NICE estimates that under this new recommendation, on average, for every 1,000 people with a risk of 5 per cent over the next 10 years who take a statin, about 20 people will not get heart disease or have a stroke because they take a statin.

This figure doubles to 40 for people with a risk of 10 per cent, and for people with a risk of 20 per cent NICE estimates that, on average, around 70 people would not get heart disease or have a stroke in the next 10 years. 

However, the committee agreed that focusing on increasing uptake among people with the highest risk of CVD events would have more impact.
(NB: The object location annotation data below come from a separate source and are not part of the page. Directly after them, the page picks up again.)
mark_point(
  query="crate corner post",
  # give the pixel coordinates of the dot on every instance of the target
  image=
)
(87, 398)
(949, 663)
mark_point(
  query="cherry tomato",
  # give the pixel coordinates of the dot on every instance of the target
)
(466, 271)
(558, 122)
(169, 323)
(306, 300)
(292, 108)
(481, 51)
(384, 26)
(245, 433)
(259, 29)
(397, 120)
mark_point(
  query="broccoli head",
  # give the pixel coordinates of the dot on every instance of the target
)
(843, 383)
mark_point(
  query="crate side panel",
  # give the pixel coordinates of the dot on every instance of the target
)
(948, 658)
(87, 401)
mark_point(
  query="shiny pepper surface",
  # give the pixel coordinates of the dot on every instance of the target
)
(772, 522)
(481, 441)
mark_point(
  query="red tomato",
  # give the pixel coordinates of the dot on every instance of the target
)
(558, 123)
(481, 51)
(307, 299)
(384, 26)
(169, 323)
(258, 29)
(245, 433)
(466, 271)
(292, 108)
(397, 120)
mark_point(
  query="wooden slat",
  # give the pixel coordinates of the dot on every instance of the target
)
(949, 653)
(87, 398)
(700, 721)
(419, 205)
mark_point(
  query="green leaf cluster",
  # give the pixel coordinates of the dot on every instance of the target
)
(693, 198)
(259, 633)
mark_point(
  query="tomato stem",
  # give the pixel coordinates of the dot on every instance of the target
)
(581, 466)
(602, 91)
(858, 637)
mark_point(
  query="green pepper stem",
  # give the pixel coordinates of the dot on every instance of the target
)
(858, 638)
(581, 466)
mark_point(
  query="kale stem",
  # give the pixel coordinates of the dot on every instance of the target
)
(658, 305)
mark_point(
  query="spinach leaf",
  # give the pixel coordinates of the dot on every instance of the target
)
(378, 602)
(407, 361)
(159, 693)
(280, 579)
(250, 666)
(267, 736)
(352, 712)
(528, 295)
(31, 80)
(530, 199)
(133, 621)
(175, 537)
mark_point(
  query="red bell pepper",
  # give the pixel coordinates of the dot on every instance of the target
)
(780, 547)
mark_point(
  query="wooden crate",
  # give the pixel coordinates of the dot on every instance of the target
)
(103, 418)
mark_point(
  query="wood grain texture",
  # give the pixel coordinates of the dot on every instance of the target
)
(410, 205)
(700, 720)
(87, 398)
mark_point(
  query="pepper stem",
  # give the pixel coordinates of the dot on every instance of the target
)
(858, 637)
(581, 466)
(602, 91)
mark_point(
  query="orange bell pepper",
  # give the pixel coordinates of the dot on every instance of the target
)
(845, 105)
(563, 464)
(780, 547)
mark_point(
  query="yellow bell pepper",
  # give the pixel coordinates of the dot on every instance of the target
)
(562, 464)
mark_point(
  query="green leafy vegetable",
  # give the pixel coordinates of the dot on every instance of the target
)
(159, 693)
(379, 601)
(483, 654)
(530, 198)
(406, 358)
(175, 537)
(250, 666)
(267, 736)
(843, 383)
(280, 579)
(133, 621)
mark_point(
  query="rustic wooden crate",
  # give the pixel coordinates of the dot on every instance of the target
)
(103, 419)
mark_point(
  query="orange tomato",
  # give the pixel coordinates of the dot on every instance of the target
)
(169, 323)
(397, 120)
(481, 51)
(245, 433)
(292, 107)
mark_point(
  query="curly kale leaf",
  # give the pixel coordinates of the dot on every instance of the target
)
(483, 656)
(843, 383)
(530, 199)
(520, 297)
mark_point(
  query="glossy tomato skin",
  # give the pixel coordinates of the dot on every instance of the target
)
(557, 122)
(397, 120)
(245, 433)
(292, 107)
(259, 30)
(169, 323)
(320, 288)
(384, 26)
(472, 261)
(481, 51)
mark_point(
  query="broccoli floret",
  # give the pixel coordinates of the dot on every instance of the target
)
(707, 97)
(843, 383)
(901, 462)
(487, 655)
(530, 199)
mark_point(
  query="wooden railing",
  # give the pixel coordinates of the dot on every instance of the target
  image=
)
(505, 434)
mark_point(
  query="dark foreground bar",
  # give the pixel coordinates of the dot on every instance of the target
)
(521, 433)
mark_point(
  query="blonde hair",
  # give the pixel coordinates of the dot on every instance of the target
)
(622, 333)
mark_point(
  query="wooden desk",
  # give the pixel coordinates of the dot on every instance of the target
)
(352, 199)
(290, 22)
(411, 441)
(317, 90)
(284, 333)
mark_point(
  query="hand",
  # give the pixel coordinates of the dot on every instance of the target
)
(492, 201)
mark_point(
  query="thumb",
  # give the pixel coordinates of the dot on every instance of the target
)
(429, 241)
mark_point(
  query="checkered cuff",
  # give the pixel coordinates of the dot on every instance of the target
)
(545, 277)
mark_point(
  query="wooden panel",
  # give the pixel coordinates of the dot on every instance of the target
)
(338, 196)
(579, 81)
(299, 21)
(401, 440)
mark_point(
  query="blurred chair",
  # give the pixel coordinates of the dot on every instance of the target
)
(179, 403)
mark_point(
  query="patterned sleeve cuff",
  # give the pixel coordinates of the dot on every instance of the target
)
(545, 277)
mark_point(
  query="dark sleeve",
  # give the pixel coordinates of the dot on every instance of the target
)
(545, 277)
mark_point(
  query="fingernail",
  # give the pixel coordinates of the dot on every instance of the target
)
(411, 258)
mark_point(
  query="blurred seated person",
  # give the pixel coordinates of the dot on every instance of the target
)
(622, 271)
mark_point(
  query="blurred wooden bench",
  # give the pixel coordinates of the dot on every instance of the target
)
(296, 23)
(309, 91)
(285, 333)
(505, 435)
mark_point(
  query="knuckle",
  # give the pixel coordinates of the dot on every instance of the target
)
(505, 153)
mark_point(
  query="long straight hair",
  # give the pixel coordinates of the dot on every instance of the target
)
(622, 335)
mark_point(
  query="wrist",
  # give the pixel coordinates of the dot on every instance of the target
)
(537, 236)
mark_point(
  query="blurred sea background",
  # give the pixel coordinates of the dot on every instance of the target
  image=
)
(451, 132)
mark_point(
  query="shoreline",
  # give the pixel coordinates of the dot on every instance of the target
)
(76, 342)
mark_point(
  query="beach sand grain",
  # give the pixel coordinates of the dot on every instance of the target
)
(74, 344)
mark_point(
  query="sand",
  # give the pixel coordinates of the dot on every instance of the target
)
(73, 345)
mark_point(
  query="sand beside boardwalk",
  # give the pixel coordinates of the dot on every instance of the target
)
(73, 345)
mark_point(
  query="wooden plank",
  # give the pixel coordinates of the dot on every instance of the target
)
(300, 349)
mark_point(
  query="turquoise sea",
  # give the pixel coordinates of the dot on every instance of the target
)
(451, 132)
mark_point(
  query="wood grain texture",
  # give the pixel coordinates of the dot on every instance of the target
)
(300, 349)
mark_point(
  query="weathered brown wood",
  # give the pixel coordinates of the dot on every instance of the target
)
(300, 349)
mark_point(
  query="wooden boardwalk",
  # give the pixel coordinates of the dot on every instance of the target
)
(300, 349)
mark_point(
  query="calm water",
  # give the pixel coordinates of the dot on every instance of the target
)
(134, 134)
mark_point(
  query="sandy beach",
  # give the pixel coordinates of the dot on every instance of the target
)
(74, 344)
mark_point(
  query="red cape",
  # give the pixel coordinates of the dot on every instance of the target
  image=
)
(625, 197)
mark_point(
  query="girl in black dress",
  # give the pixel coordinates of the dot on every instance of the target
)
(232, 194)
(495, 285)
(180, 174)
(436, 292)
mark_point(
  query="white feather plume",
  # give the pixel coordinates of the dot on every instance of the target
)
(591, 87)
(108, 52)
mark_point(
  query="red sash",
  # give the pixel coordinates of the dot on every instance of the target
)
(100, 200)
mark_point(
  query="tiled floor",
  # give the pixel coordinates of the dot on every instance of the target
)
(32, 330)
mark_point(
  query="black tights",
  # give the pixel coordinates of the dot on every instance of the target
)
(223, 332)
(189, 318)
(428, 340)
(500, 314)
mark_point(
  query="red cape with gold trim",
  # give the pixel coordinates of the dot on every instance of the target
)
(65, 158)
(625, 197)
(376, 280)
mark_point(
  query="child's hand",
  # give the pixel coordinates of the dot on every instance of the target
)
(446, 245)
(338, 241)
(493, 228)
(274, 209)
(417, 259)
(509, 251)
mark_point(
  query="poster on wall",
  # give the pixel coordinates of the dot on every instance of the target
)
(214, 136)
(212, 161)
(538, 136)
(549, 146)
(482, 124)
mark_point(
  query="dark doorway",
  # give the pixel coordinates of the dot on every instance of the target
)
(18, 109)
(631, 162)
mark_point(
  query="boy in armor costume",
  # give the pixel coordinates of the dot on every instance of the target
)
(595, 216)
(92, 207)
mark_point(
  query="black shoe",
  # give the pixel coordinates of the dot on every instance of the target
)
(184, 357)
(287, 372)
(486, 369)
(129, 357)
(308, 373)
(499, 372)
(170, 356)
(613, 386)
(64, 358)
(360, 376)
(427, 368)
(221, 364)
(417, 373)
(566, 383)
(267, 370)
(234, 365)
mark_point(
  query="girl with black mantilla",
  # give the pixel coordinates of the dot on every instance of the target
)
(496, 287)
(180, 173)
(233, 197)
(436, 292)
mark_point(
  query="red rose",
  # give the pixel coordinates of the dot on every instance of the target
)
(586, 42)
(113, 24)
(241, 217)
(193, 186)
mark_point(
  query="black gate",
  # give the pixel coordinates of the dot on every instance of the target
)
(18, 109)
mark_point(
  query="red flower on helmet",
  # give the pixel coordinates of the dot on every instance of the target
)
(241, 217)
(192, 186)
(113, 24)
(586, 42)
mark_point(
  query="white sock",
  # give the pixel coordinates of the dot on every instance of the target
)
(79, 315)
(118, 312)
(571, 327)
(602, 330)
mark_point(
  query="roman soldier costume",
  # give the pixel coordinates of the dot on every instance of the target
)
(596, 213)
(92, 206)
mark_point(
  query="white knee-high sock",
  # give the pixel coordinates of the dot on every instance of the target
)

For this reason, the draft guidance says that, while people at lower risk can be considered for statin therapy, people at a higher risk should continue to be offered statins.

Appropriate choice

Paul Chrisp, director of the Centre for Guidelines at NICE, said: “The evidence is clear, in our view, that for people with a risk of 10 per cent or less over 10 years, statins are an appropriate choice to reduce that risk.

“We are not advocating that statins are used alone. The draft guideline continues to say that it is only if lifestyle changes on their own are not sufficient, and that other risk factors such as hypertension are also managed, that people who are still at risk can be offered the opportunity to use a statin, if they want to."